Media statement #6 – 1340 AEDT Fri 5 March 2021
A Tsunami Marine Warning remains in place for Norfolk Island following an 7.9 magnitude earthquake north east of New Zealand early this morning. A further aftershock of 6.6 magnitude was recorded at 1013 AEDT at the same location
A marine warning means there is the possibility of dangerous rips, waves and strong ocean currents and some localised overflow into the immediate foreshore for Norfolk Island.
The Joint Australian Tsunami Warning Centre advises there is no current tsunami threat to the Australian mainland or to Lord Howe Island.
Tsunami waves are more powerful than beach waves of the same size. It is the power rather than the height that makes tsunami waves so destructive, hence dangerous to swimmers and boaters
At Norfolk Island, the bay next to the island’s pier was observed to ‘fill up” with the water level rising to be an estimated 30-60 centimetres. This lasted a couple of minutes then subsided, before repeating about 10 minutes later. A sea level gauge at Norfolk Island recorded a 64 centimetre tsunami wave earlier this morning.

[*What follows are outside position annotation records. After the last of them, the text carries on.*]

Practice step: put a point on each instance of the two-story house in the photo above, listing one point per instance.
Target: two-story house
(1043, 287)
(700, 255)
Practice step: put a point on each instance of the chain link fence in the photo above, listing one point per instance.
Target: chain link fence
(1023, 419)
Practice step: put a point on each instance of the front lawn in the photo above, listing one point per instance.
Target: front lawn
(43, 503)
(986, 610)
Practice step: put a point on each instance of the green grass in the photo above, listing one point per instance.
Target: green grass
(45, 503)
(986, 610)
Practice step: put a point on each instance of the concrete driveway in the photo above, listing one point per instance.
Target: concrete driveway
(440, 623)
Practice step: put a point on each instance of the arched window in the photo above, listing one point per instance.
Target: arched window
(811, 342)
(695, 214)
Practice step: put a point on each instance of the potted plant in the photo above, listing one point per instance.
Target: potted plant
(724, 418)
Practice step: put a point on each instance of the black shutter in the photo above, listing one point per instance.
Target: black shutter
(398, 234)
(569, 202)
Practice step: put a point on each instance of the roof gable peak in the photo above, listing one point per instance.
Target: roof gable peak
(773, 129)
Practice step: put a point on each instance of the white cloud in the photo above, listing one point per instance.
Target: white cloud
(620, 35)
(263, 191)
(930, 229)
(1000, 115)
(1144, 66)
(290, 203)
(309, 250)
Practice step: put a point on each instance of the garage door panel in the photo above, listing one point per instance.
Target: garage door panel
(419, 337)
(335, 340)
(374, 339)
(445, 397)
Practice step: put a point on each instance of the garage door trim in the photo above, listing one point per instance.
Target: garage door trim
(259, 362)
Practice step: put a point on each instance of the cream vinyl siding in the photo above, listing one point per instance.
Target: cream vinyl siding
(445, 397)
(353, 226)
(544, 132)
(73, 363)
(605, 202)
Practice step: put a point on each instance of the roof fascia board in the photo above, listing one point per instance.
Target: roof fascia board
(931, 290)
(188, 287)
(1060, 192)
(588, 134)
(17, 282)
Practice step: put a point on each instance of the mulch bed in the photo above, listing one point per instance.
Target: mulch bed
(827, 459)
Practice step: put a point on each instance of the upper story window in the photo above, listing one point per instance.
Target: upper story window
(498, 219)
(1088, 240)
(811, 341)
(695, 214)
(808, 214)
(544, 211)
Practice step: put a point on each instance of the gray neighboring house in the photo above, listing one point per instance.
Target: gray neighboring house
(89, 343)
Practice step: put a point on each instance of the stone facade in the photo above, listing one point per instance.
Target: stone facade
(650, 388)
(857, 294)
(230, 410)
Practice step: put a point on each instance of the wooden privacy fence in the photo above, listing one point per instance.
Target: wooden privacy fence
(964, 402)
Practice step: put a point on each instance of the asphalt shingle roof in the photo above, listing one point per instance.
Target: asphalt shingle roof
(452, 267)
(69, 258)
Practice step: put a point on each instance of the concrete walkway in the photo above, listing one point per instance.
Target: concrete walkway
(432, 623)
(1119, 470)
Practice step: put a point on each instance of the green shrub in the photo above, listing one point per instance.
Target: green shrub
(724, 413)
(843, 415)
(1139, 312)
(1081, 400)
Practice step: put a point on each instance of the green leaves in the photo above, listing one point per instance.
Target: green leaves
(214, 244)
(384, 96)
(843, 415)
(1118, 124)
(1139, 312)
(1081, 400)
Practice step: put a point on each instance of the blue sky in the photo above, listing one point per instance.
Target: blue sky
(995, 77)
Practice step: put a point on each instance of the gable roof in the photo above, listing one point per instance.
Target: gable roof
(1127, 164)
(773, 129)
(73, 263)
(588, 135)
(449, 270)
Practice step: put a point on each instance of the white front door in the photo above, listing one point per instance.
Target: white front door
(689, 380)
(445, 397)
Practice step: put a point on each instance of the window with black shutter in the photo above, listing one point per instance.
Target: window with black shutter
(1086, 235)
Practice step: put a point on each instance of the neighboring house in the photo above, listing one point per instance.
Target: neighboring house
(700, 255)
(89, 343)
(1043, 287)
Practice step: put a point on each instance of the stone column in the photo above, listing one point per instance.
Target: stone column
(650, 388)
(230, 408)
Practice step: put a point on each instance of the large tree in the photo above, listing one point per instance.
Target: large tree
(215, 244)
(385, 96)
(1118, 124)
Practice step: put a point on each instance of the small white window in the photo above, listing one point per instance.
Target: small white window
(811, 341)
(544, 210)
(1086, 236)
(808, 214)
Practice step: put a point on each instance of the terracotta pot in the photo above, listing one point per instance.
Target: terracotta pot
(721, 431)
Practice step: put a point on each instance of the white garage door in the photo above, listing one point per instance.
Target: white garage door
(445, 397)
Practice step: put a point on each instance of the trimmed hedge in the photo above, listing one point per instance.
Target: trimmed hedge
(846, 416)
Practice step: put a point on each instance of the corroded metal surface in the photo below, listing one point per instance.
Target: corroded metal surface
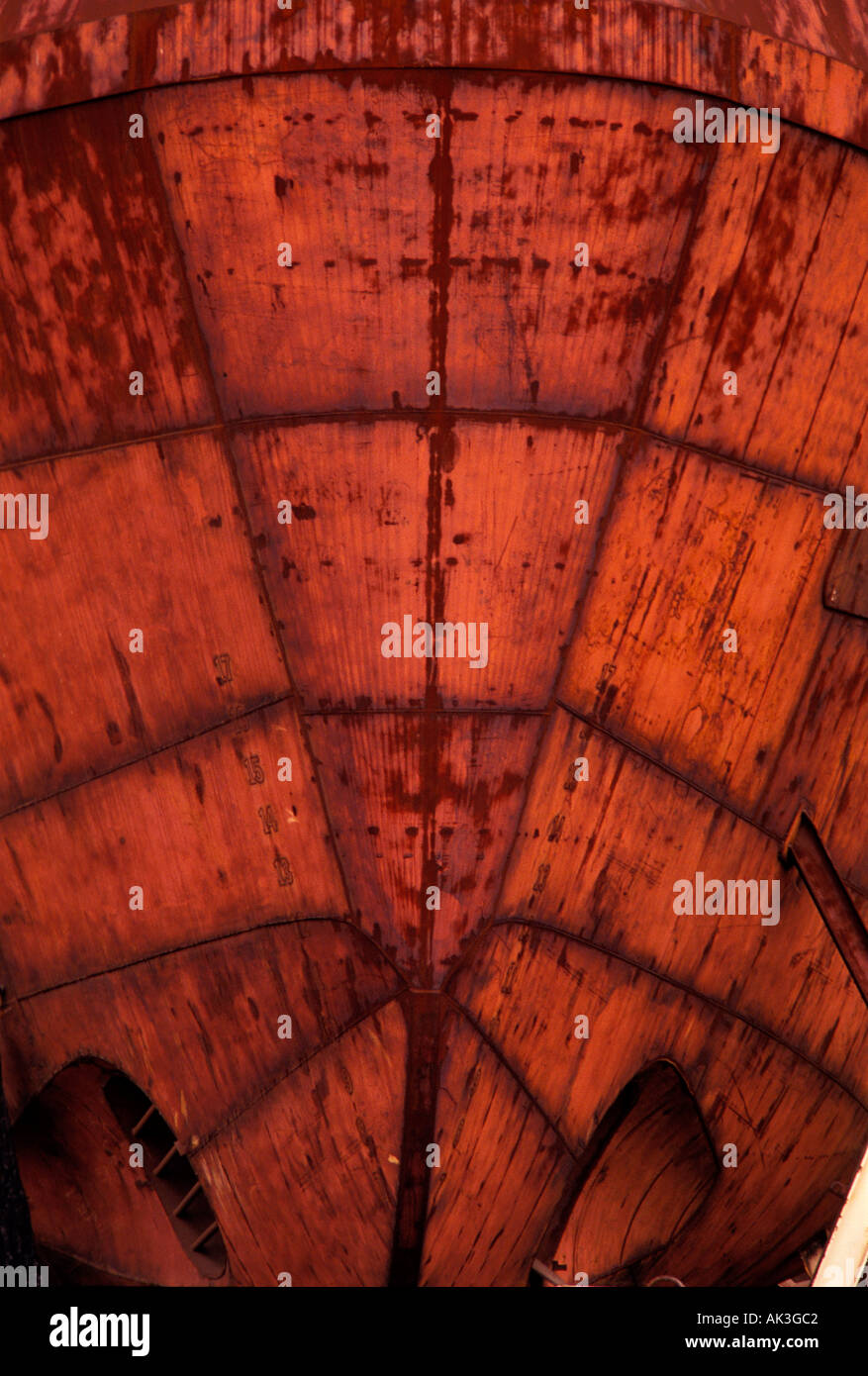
(398, 852)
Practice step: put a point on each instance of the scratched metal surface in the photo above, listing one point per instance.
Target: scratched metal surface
(263, 640)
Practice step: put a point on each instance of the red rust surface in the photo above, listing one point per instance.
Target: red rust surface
(304, 893)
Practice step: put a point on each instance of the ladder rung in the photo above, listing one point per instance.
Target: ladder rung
(166, 1159)
(196, 1189)
(203, 1237)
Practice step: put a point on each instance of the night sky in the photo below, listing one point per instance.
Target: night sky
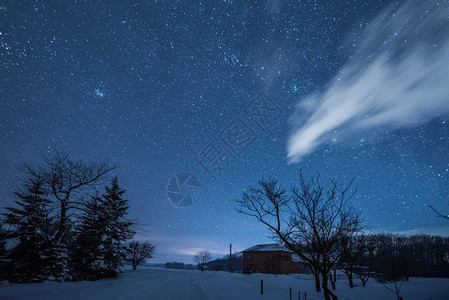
(154, 85)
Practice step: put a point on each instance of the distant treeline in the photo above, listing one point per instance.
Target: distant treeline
(407, 256)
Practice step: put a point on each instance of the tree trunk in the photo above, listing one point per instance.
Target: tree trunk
(327, 292)
(351, 283)
(61, 227)
(317, 282)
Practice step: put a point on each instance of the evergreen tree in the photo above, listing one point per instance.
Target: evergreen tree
(102, 239)
(30, 224)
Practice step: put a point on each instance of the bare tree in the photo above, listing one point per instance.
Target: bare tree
(139, 252)
(202, 258)
(69, 183)
(352, 249)
(310, 222)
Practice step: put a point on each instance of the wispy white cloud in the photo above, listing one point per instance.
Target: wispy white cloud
(398, 77)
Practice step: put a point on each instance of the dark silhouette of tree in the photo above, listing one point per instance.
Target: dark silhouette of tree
(352, 249)
(31, 225)
(310, 222)
(102, 240)
(139, 252)
(202, 258)
(68, 182)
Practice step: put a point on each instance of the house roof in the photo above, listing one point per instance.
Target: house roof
(267, 248)
(273, 248)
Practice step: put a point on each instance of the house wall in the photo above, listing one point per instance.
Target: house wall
(278, 262)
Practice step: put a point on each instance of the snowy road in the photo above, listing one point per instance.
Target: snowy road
(141, 284)
(153, 283)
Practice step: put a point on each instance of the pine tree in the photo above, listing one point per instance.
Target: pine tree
(30, 224)
(102, 239)
(119, 228)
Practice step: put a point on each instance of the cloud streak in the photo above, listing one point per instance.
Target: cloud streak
(398, 77)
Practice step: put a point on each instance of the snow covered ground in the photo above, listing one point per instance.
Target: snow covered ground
(154, 283)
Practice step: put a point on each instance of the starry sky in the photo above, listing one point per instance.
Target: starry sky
(152, 85)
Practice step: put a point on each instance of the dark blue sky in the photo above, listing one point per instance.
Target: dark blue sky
(149, 84)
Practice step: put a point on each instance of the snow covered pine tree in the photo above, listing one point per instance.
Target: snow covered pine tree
(101, 244)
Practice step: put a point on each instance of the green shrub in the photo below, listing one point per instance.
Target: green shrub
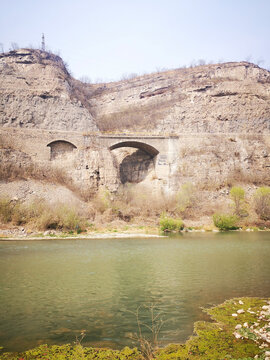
(262, 202)
(226, 222)
(41, 215)
(6, 210)
(168, 224)
(237, 195)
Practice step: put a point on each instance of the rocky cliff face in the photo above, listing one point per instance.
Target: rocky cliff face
(35, 93)
(221, 114)
(230, 97)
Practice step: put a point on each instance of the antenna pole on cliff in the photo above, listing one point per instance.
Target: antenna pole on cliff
(43, 43)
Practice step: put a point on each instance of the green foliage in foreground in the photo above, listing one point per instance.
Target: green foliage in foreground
(213, 340)
(41, 215)
(74, 352)
(262, 202)
(226, 222)
(168, 224)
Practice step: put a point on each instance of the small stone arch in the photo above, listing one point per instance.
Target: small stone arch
(60, 148)
(138, 145)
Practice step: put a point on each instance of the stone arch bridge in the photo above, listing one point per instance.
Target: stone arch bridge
(162, 148)
(44, 145)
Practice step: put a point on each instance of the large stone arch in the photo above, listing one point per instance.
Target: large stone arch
(135, 166)
(138, 145)
(60, 148)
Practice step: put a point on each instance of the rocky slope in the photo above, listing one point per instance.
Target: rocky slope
(35, 93)
(222, 98)
(220, 113)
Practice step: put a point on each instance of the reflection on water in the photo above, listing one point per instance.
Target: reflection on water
(51, 290)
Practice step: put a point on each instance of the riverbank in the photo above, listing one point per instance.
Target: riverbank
(142, 231)
(240, 329)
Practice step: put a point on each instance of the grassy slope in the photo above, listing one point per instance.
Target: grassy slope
(213, 340)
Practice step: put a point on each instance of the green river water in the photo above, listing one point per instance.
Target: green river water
(50, 290)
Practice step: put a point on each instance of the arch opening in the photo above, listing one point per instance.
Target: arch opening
(136, 160)
(60, 148)
(138, 145)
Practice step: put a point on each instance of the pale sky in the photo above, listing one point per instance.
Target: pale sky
(105, 39)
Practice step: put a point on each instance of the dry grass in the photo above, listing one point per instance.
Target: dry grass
(238, 176)
(40, 215)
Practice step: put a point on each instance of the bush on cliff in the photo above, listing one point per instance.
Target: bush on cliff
(262, 202)
(41, 215)
(168, 224)
(226, 222)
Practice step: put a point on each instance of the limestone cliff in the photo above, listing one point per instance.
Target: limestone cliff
(222, 98)
(213, 120)
(35, 92)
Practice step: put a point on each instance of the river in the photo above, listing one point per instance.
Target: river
(50, 290)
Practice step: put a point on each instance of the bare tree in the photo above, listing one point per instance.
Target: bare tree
(14, 46)
(85, 79)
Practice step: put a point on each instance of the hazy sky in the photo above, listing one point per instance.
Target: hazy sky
(104, 39)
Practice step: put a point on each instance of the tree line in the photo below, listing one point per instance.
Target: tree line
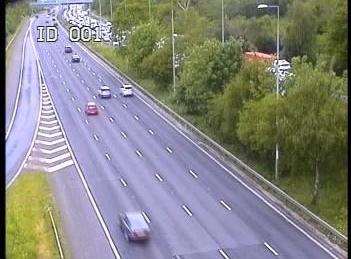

Small tsunami waves have been recorded in some areas of the east coast of the mainland, but were not considered dangerous. In NSW a 10 centimetre tsunami wave was observed at Tweed Heads while at Port Kembla near Wollongong the sea level gauge recorded a nine centimetre tsunami wave.
While small tsunami waves could arrive along east coast of the mainland in coming hours, they are not expected to be dangerous. Hence there is no warning for mainland Australia or other offshore locations.
While the warning remains in place for Norfolk Island, residents are strongly advised to stay out of the water and move away from the immediate water’s edge of beaches, marinas, harbours, coastal estuaries and rock platforms.
The threat is expected to persist for at least the next two hours.
In New Zealand, the warning authority there has assessed that the largest waves have passed and the threat level has been downgraded to a Beach and Marine threat for all areas.
In New Caledonia’s Isle of Pines tsunami waves were reported to penetrate over 30 metres inland
Further overseas, the following tsunami wave heights have been recorded: Vanuatu (32 centimetres), Fiji (13 centimetres), Cook Islands (8 centimetres) and Tonga (6 centimetres).